Functional characterization of sequence motifs in the transit peptide of Arabidopsis small subunit of rubisco

The transit peptides of nuclear-encoded chloroplast proteins are necessary and sufficient for targeting and import of proteins into chloroplasts. However, the sequence information encoded by transit peptides is not fully understood. In this study, we investigated sequence motifs in the transit peptide of the small subunit of the Rubisco complex by examining the ability of various mutant transit peptides to target green fluorescent protein reporter proteins to chloroplasts in Arabidopsis (Arabidopsis thaliana) leaf protoplasts. We divided the transit peptide into eight blocks (T1 through T8), each consisting of eight or 10 amino acids, and generated mutants that had alanine (Ala) substitutions or deletions, of one or two T blocks in the transit peptide. In addition, we generated mutants that had the original sequence partially restored in single- or double-T-block Ala (A) substitution mutants. Analysis of chloroplast import of these mutants revealed several interesting observations. Single-T-block mutations did not noticeably affect targeting efficiency, except in T1 and T4 mutations. However, double-T mutants, T2A/T4A, T3A/T6A, T3A/T7A, T4A/T6A, and T4A/T7A, caused a 50% to 100% loss in targeting ability. T3A/T6A and T4A/T6A mutants produced only precursor proteins, whereas T2A/T4A and T4A/T7A mutants produced only a 37-kD protein. Detailed analyses revealed that sequence motifs ML in T1, LKSSA in T3, FP and RK in T4, CMQVW in T6, and KKFET in T7 play important roles in chloroplast targeting. In T1, the hydrophobicity of ML is important for targeting. LKSSA in T3 is functionally equivalent to CMQVW in T6 and KKFET in T7. Furthermore, subcellular fractionation revealed that Ala substitution in T1, T3, and T6 produced soluble precursors, whereas Ala substitution in T4 and T7 produced intermediates that were tightly associated with membranes. These results demonstrate that the transit peptide contains multiple motifs and that some of them act in concert or synergistically.     

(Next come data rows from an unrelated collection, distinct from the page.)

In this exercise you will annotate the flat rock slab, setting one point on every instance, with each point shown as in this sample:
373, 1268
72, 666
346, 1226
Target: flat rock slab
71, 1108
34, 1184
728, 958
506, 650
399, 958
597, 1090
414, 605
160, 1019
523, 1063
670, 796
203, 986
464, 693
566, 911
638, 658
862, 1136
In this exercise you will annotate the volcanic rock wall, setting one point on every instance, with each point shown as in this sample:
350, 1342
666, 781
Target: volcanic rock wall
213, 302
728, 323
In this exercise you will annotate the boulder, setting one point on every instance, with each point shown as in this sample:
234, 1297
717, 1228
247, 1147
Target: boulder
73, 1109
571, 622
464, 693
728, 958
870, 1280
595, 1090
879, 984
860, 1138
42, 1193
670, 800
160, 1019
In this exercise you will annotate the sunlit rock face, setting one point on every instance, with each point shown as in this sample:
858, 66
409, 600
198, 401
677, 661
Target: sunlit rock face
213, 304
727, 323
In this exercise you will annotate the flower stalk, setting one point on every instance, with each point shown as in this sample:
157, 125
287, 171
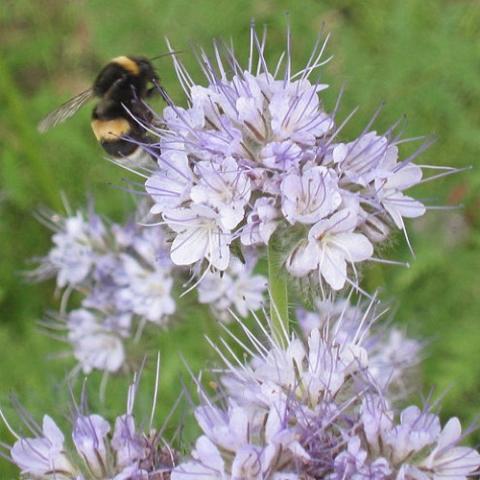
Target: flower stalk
278, 291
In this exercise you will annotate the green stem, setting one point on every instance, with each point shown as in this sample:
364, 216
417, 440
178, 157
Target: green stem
278, 287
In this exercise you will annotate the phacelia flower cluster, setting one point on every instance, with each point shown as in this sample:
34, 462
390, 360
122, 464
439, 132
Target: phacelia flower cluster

Tic40, a membrane-anchored co-chaperone homolog in the chloroplast protein translocon

The function of Tic40 during chloroplast protein import was investigated. Tic40 is an inner envelope membrane protein with a large hydrophilic domain located in the stroma. Arabidopsis null mutants of the atTic40 gene were very pale green and grew slowly but were not seedling lethal. Isolated mutant chloroplasts imported precursor proteins at a lower rate than wild-type chloroplasts. Mutant chloroplasts were normal in allowing binding of precursor proteins. However, during subsequent translocation across the inner membrane, fewer precursors were translocated and more precursors were released from the mutant chloroplasts. Cross-linking experiments demonstrated that Tic40 was part of the translocon complex and functioned at the same stage of import as Tic110 and Hsp93, a member of the Hsp100 family of molecular chaperones. Tertiary structure prediction and immunological studies indicated that the C-terminal portion of Tic40 contains a TPR domain followed by a domain with sequence similarity to co-chaperones Sti1p/Hop and Hip. We propose that Tic40 functions as a co-chaperone in the stromal chaperone complex that facilitates protein translocation across the inner membrane.